On 24 June 2010, the IICCMER organised the Conference entitled The Perils of Historical Forgetting and Whitewashing: the Former Soviet Bloc in Comparative Perspective. Professor Mark Kramer, Harvard University, was invited to speak on the foregoing topic. Professor Vladimir Tismăneanu, University of Maryland, president of the Scientific Council of the IICCMER, had the opening remarks; Mr. Stephen Ruken (Second Secretary, USA Embassy) had the final speech within the works of the Conference.

Abstract:
The task of confronting unpleasant historical episodes is difficult for any country, even the long-established democracies. In the former Communist countries, the process of historical reckoning is even more onerous and in almost all countries has been highly imperfect.
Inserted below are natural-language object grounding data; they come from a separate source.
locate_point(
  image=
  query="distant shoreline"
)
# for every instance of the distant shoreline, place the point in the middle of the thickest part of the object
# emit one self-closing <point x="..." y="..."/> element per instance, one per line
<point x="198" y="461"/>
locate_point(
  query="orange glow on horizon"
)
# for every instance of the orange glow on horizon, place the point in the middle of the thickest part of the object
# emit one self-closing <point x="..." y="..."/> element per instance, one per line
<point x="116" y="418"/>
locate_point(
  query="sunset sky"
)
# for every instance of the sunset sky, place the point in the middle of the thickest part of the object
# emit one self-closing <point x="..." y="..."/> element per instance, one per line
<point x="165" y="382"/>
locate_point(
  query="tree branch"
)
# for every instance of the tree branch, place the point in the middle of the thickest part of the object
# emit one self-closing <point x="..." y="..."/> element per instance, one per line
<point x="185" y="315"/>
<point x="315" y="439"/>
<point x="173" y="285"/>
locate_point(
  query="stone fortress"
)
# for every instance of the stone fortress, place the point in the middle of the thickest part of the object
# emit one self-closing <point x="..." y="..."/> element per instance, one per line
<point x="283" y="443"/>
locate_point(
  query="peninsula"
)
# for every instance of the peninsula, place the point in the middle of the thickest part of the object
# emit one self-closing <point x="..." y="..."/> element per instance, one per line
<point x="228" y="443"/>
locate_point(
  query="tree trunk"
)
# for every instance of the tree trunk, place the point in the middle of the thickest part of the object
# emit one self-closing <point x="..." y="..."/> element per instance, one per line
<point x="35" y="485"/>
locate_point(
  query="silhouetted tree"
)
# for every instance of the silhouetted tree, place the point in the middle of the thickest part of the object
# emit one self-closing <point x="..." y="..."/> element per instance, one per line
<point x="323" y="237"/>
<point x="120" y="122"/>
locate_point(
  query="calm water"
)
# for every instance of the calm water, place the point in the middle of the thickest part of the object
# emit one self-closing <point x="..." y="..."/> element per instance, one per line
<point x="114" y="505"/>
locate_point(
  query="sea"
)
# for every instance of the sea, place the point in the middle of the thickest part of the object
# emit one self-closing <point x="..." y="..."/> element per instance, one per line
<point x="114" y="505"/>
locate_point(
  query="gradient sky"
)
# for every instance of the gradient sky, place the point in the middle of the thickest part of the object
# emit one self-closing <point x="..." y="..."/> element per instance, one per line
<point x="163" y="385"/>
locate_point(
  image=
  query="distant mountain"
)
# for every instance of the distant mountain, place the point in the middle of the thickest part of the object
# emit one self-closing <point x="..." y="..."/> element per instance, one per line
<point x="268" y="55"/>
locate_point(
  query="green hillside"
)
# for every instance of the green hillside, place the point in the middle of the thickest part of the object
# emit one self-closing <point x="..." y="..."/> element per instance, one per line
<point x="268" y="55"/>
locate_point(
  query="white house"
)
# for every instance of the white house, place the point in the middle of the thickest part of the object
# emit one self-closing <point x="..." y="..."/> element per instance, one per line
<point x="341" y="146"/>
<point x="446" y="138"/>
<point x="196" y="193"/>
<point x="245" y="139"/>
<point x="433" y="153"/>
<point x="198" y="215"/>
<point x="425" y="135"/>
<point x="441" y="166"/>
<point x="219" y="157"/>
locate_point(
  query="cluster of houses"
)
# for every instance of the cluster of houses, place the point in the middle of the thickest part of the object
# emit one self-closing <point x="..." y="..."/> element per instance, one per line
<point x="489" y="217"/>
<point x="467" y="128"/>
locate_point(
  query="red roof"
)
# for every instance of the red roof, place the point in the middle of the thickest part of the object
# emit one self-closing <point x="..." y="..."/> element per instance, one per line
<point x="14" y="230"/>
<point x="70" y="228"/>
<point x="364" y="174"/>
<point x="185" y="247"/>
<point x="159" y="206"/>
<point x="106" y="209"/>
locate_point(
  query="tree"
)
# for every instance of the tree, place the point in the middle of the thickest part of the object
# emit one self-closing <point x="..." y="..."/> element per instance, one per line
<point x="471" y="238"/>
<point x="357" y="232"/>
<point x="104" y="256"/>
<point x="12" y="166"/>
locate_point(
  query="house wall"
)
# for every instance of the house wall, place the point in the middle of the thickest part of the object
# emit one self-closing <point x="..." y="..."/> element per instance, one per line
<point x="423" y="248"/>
The former Communist countries that have done the most to encourage a thorough reckoning with the Communist period have enjoyed much greater stability than the countries that have avoided any reappraisal of the past or that have embarked on the process selectively or halfheartedly. Deep and lasting democratization in the former East-bloc states has made the most headway when the iniquities of the Communist period have been exposed to public light and when leaders of these states have unequivocally denounced the individuals who were complicit in systematic cruelty and terror.

Biography:
Mark Kramer is the director of the Cold War Studies Program and Senior Fellow, Davis Center for Russian and Eurasian Studies (Harvard University). Mark Kramer is the author of numerous publications, among which The Crisis in Czechoslovakia, 1968: The Prague Spring and the Soviet Invasion, and the August Invasion; Soldier and State in Poland: Civil-Military Relations and Institutional Change After Communism; The Collapse of the Soviet Union; and, Crisis in the Communist World, 1956: The Soviet Union, the Warsaw Pact, and Upheavals in Poland and Hungary.

Mark Kramer also translated and coordinated the English edition of the Black Book of Communism (Harvard University Press, 1999). He published over 200 articles on various topics, such as the fall of the Soviet Union, the Sino-Soviet relations, the Soviet Union and Russia’s foreign affairs policy, economic reform in post-communist Eastern Europe.